Dai penitenziari di Caltanissetta e Siracusa, passando per il palermitano “Ucciardone”, nessuna struttura isolana è stata risparmiata da una lunga sequenza di morti. Striscia che ha avuto inizio in marzo, con il ventinovenne Marcantonio De Angelis, ritrovato privo di vita nel penitenziario di “Bicocca” a Catania, per concludersi lo scorso ottobre, quando a morire, a causa di un suicidio, è stato un giovane colombiano, D.M. le sue iniziali, recluso all’interno del carcere di Siracusa.
“Il Ministero-continua Leo Beneducci-deve riprendere da subito il dialogo con le organizzazioni sindacali, ci sono, al momento, ben 23 mila detenuti in eccesso, è una situazione intollerabile per tutti”. Sono, infatti, 68 mila i detenuti attualmente ristretti all’interno dei penitenziari italiani a fronte di una capienza ordinaria di 45 mila.
In Sicilia, addirittura, quest’anno la morte è arrivata anche in questura: è successo ad Agrigento, quando, lo scorso 27 giugno, il ventiduenne Yassine Aftani ha deciso di togliersi la vita.

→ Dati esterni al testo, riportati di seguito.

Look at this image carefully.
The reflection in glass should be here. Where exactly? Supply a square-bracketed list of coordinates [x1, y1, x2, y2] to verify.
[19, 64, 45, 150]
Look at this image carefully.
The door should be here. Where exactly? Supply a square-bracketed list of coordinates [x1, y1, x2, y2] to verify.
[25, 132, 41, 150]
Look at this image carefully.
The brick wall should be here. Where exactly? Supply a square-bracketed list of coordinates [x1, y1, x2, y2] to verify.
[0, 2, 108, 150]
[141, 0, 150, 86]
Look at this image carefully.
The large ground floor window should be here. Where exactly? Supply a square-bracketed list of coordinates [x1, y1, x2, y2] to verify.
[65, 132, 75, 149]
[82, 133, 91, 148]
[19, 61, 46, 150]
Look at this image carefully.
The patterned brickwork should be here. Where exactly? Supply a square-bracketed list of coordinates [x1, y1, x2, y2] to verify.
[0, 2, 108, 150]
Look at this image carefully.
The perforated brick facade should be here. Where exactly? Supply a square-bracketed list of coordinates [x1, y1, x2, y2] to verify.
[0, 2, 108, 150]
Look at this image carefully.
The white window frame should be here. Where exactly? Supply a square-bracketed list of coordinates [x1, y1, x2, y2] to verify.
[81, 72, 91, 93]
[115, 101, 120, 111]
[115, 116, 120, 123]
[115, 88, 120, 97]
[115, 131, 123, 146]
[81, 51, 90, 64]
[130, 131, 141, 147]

Stando ai dati forniti dal Dipartimento dell’Amministrazione Penitenziaria, l’isola si conferma la seconda regione, dopo la Lombardia, per numero di detenuti: sono 7.812 per una capienza regolamentare di 5.393 posti. La morte nei penitenziari italiani ha già colpito anche il nuovo anno: sono due i detenuti che hanno perso la vita nel corso dei primi sei giorni del nuovo anno. A Lecce e Siracusa, quindi, due uomini non riusciranno più a lasciare il penitenziario che li aveva ospitati.